Nhlanhla Ngidi, head of energy and electricity distribution at the SA Local Government Association (Salga), said Salga, municipalities and government departments have for years been looking for solutions to municipalities’ ballooning debt to Eskom.
Municipalities purchase electricity from Eskom and resell it to customers at a premium to help fund their budgets. However, the failure of municipalities to keep up to date with their Eskom accounts has seen their debt rise from about R20bn in 2018 to R75bn at the end of February.
Business Day previously reported that of the 248 municipalities supplied by Eskom, 135 had overdue debt (including 36 that owe less than R1m) as at February 29.
In an effort to address this, the Treasury launched the municipal debt relief programme last year. It allows municipalities to have their Eskom debt written off systematically over three years. However, to qualify municipalities have to comply with 14 conditions, including keeping up with current account payments to Eskom.
If a municipality’s application is approved, a third of the total owed will be written off for each of the three years of the debt relief.
It was “worrisome”, said Ngidi during an interview on Wednesday, that many of the municipalities that qualified to participate in the programme were “at risk of dropping off” because they could not meet all the conditions set by the Treasury.
According to the Treasury, it received 72 debt relief applications, of which 71 were approved. While it has not yet terminated any municipality’s participation, so far 30 municipalities had complied moderately (60%-75%) with all 14 conditions and 41 had complied poorly (below 60%).
The conditions include that municipalities have to maintain their current Eskom account and they would be expected to progressively install smart prepaid meters.

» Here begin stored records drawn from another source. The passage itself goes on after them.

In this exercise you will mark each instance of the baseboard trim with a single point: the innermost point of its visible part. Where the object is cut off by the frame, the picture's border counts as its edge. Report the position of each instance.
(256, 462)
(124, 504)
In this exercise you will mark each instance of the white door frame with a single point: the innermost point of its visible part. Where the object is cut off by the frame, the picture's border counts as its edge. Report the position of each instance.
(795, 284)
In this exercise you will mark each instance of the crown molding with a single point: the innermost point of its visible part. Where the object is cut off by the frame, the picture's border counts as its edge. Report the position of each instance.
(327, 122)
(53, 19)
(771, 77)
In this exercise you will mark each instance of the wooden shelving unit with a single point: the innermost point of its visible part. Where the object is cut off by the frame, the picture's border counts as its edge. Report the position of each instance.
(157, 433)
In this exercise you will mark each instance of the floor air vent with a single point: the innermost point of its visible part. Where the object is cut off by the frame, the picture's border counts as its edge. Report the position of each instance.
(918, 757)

“The conditions are not impossible, but I think the manner in which things have regressed in some municipalities makes it difficult for them to do all the things that Treasury is expecting of them in this short time,” said Ngidi.
Failure to pay
For municipalities to be able to keep up with their current Eskom accounts they would first need to address the losses arising from their own customers’ failure to pay. Rising tariffs and poor debt collection have caused a consumer culture of nonpayment, which has compounded the problem for municipalities.
“People don’t want to pay [their bills], we have this bad culture in which people don’t understand the consequences of not paying. The money is not coming in,” he said.
The City of Tshwane, which owes Eskom about R3bn, was collecting only about 60% of what it sold, according to Ngidi.
“Some of these conditions [as set by Treasury] will take time to implement, and one of the main reasons why municipalities are dropping off is because they have not been given enough time.”
The installation of smart meters, he said, would require tendering and rollout processes, which could take 12 to 18 months.
“Treasury must look at the reality of these municipalities. They cannot implement at the speed Treasury is expecting of them. Now they have to drop out of this programme because there is not proper allowance for the real situation on the ground,” said Ngidi.